El riesgo no se limita a la medicina. Una empresa podría medir fatiga, atención o productividad; una escuela podría clasificar alumnos según rendimiento cerebral; una aseguradora podría inferir predisposiciones; un Estado podría invocar seguridad pública; una plataforma podría optimizar la manipulación emocional del consumidor. Todo bajo conceptos como bienestar, eficiencia, prevención, personalización y seguridad.
La neurotecnología introduce una dificultad que la bioética clásica no resuelve por completo: no solo afecta decisiones autónomas, sino también las condiciones que posibilitan la autonomía. No es una mera elección de tratamiento, sino de tecnologías capaces de intervenir sobre memoria, atención, deseo, emoción, agencia e identidad. Por ello, no basta el simple consentimiento, sino evaluar si aquello sobre lo que se consiente erosiona la futura capacidad de consentir libremente.

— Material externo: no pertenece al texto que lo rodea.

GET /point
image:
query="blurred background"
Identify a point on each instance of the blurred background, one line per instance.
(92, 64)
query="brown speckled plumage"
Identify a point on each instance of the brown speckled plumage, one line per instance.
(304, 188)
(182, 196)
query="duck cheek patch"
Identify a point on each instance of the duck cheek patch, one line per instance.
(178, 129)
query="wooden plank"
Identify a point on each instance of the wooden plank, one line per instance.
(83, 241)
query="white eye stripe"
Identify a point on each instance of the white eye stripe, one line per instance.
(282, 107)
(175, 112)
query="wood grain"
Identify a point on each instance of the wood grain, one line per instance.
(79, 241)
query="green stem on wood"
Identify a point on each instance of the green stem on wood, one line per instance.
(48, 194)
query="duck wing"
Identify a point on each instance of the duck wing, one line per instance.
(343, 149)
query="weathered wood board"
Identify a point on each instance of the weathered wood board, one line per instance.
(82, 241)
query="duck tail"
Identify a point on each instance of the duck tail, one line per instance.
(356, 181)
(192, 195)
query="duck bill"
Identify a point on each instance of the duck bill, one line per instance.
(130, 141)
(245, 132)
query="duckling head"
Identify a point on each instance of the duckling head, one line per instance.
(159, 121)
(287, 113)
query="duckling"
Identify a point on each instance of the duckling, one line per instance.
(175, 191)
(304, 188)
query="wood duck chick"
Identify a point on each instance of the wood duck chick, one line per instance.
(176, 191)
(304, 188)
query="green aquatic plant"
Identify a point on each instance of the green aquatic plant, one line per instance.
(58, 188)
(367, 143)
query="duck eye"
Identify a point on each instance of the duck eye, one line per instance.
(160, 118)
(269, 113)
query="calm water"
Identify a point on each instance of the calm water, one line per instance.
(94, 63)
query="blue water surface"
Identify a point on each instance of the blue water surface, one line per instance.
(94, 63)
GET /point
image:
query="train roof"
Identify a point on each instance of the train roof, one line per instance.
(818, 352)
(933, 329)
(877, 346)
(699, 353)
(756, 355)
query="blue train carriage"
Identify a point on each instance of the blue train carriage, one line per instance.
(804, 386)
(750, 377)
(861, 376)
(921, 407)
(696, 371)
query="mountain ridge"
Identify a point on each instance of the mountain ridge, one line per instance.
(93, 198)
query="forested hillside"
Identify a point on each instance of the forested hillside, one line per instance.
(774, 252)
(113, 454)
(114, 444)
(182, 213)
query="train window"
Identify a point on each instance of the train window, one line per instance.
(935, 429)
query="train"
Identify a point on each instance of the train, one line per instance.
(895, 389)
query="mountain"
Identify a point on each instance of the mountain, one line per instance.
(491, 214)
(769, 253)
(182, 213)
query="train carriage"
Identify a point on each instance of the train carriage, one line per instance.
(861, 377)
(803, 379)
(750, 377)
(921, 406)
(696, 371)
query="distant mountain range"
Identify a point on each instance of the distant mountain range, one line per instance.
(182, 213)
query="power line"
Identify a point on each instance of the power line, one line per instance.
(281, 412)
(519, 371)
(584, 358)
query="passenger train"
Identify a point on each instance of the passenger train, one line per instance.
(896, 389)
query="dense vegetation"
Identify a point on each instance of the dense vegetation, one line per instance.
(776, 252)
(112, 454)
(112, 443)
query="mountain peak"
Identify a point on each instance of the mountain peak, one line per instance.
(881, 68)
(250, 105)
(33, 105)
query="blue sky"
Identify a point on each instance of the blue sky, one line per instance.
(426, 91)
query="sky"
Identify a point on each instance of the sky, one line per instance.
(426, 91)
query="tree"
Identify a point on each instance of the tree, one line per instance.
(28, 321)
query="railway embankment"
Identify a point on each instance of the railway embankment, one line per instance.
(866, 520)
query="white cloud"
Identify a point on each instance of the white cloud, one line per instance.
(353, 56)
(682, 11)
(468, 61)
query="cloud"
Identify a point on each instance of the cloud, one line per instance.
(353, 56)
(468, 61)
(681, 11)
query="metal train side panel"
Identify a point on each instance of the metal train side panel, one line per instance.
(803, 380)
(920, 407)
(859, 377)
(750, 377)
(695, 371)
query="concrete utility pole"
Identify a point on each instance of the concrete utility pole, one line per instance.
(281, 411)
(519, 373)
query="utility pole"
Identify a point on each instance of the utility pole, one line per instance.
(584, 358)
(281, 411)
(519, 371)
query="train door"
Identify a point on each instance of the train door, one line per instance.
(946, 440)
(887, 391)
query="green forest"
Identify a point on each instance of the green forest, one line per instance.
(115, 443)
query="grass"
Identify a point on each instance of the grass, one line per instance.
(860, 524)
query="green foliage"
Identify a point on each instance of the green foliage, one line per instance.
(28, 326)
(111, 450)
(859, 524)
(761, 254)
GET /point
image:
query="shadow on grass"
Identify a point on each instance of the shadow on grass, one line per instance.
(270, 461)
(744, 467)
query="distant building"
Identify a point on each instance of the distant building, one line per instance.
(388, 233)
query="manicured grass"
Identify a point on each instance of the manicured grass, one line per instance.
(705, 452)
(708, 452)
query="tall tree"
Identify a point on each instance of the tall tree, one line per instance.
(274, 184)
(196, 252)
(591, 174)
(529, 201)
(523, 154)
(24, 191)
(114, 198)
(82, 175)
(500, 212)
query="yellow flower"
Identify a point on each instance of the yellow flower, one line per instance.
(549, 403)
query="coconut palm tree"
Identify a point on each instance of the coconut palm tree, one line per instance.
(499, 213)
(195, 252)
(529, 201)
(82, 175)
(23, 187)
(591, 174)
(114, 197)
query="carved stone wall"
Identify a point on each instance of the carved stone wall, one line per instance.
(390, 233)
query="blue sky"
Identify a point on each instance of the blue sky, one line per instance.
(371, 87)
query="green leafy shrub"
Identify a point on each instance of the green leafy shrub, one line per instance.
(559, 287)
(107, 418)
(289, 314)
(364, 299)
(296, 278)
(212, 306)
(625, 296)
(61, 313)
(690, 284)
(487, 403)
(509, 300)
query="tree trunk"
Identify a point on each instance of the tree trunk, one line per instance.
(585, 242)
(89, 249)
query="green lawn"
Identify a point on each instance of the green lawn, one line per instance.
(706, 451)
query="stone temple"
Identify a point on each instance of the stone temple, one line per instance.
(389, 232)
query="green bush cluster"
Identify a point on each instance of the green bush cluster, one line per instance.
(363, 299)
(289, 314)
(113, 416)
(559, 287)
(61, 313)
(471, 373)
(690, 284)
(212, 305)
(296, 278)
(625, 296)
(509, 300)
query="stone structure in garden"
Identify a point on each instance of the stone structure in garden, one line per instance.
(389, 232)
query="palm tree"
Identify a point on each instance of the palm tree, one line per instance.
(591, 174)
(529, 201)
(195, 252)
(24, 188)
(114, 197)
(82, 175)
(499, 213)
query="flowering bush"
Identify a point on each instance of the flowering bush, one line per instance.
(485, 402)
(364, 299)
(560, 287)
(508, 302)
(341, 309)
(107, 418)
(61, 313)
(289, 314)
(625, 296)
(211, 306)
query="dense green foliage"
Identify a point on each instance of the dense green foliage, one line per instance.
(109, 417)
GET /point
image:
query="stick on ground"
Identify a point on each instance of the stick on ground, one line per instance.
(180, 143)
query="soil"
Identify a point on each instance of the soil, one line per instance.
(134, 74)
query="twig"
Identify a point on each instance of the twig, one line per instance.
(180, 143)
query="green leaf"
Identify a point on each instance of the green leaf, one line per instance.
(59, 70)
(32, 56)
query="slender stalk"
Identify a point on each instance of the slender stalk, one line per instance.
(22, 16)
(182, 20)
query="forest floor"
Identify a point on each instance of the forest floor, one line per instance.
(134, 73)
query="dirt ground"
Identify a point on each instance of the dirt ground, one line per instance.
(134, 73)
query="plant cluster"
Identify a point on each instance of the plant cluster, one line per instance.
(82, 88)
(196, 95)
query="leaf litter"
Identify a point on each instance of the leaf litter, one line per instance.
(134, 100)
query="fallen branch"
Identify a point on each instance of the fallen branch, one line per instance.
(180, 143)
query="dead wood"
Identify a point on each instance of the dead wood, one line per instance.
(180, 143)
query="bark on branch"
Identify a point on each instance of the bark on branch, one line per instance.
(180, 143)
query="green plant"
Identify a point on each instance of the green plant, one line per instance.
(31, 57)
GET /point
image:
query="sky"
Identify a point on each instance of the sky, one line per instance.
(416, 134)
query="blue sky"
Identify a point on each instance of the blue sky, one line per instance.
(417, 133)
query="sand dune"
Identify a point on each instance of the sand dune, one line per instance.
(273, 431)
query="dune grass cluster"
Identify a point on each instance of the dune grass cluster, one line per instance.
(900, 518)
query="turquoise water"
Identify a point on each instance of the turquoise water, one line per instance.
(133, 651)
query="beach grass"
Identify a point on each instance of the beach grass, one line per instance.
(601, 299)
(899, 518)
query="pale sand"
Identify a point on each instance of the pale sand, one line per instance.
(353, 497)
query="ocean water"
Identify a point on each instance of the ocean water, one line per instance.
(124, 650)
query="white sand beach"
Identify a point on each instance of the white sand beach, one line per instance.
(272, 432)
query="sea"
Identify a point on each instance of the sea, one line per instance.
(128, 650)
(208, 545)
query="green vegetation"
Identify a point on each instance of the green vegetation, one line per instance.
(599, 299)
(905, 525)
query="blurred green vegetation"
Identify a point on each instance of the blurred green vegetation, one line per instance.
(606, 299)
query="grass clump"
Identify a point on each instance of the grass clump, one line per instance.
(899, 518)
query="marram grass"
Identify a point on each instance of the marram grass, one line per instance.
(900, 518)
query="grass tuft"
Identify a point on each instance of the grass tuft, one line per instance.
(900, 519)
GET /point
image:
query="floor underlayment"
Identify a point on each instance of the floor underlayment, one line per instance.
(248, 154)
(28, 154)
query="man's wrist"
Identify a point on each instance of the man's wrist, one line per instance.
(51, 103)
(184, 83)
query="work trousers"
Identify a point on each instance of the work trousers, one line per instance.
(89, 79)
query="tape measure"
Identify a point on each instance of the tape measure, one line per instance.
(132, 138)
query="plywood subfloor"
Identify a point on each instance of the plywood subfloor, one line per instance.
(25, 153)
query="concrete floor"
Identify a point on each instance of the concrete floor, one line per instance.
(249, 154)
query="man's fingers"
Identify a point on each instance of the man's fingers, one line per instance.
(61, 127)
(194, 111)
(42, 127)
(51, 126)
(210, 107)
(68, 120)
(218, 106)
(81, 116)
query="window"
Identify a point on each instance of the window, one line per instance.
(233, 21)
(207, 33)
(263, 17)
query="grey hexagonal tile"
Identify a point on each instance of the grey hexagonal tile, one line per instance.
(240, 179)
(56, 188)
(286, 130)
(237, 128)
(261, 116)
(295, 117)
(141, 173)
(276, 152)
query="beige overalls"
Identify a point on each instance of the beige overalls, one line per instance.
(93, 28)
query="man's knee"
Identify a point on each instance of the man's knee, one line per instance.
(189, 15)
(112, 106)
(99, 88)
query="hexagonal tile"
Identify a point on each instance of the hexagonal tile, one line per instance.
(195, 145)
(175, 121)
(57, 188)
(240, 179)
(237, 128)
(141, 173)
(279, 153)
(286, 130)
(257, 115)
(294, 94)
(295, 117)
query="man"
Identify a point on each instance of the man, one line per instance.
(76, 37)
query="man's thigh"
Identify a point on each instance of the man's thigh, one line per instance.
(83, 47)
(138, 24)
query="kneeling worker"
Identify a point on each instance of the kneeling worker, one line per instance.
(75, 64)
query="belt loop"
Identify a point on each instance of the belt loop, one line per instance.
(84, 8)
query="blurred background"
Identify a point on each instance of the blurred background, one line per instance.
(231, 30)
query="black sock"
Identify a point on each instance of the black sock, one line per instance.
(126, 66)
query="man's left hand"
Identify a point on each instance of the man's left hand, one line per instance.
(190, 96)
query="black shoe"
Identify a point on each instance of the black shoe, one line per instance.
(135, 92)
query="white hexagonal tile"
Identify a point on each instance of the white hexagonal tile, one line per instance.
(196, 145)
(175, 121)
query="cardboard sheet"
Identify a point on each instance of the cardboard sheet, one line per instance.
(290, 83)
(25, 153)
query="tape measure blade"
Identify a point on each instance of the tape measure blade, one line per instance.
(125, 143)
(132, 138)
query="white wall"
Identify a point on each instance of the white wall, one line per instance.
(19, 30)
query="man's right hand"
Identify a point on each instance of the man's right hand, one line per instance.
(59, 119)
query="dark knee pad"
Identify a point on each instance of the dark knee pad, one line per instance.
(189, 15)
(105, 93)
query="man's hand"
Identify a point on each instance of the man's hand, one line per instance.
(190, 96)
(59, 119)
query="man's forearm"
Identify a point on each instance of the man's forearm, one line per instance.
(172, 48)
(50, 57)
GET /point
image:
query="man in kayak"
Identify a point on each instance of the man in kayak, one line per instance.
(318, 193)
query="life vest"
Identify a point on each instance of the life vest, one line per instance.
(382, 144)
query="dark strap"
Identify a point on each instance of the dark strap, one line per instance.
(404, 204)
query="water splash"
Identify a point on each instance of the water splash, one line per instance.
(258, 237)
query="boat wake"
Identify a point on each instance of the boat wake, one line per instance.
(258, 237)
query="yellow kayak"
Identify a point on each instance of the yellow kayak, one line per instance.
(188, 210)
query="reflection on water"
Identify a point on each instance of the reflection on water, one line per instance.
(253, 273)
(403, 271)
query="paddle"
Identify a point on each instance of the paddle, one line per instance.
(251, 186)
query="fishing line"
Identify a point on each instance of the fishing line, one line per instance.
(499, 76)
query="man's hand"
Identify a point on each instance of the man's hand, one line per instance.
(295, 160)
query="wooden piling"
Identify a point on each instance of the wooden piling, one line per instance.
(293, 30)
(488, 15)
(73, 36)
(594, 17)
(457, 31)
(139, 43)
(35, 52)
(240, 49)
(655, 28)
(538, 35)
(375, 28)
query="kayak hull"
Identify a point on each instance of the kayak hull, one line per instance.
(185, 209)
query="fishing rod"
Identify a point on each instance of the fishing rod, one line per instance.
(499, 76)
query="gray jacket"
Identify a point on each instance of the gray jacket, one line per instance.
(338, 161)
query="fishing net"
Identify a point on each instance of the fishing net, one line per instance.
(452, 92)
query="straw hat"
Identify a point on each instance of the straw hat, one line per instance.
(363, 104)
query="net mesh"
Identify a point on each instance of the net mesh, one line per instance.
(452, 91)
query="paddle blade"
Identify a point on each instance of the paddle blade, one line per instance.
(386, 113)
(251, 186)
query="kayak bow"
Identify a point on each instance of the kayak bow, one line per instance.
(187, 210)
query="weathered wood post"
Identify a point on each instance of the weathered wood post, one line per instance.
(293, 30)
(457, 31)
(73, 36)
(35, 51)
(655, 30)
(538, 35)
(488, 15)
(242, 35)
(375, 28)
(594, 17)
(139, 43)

Frente a esto, la Ética del Límite sostiene que no todo lo técnicamente posible es éticamente aceptable, ni todo consentimiento formal valida prácticas atravesadas por asimetría o manipulación. Se propone que el poder técnico se autolimite ante la última reserva de la persona: su interioridad.
Se establecen cinco criterios: 1) Inviolabilidad de la interioridad: debe existir una zona mental no disponible para el Estado, el mercado, el empleador, la escuela ni la industria médica. 2) Finalidad terapéutica estricta: las neurotecnologías captadoras o moduladoras de actividad cerebral deben admitirse prioritariamente para curar, aliviar o rehabilitar. 3) Mínima captación neuroinformacional: no debe recolectarse más información cerebral que la estrictamente necesaria, ni conservarse, transferirse o reutilizarse sin consentimiento específico. 4) No manipulación de la agencia: ninguna tecnología debe alterar preferencias, emociones, decisiones o disposiciones conductuales sin justificación clínica robusta y consentimiento reforzado. 5) Justicia neurotecnológica: los beneficios terapéuticos no deben quedar reservados a élites para evitar una nueva desigualdad antropológica.
Estos criterios permiten distinguir lo terapéuticamente legítimo de lo expansivamente abusivo. Una interfaz que reestablece la comunicación a una persona paralizada o una estimulación cerebral que reduce temblores incapacitantes es distinto a dispositivos orientados a medir productividad laboral, disciplinar alumnos, manipular consumidores o explotar emociones.
Una legislación seria debería reconocer los neurodatos como datos ultrasensibles, prohibir su uso laboral para vigilancia de productividad, restringir severamente su empleo no terapéutico en menores, exigir evaluación bioética independiente, garantizar transparencia algorítmica y sancionar todo uso discriminatorio, manipulativo o comercial no consentido. El debate sobre neuroderechos, incluyendo estudios como ‘Minding Rights: Mapping Ethical and Legal Foundations of ‘Neurorights’’ (2023), muestra que no se trata de multiplicar derechos como consignas, sino de fundarlos filosóficamente para que puedan operar jurídicamente.
En síntesis, los neuroderechos son la respuesta bioética a la colonización de la mente. El cuerpo ya fue objeto de disputa; ahora es la conciencia. Allí debe afirmarse una frontera infranqueable: la mente no es una mina de datos, el cerebro no es una plataforma comercial, el pensamiento no es propiedad de terceros y la identidad personal no puede convertirse en experimento de mercado o del Estado. Donde comienza la interioridad del otro, el poder debe detenerse.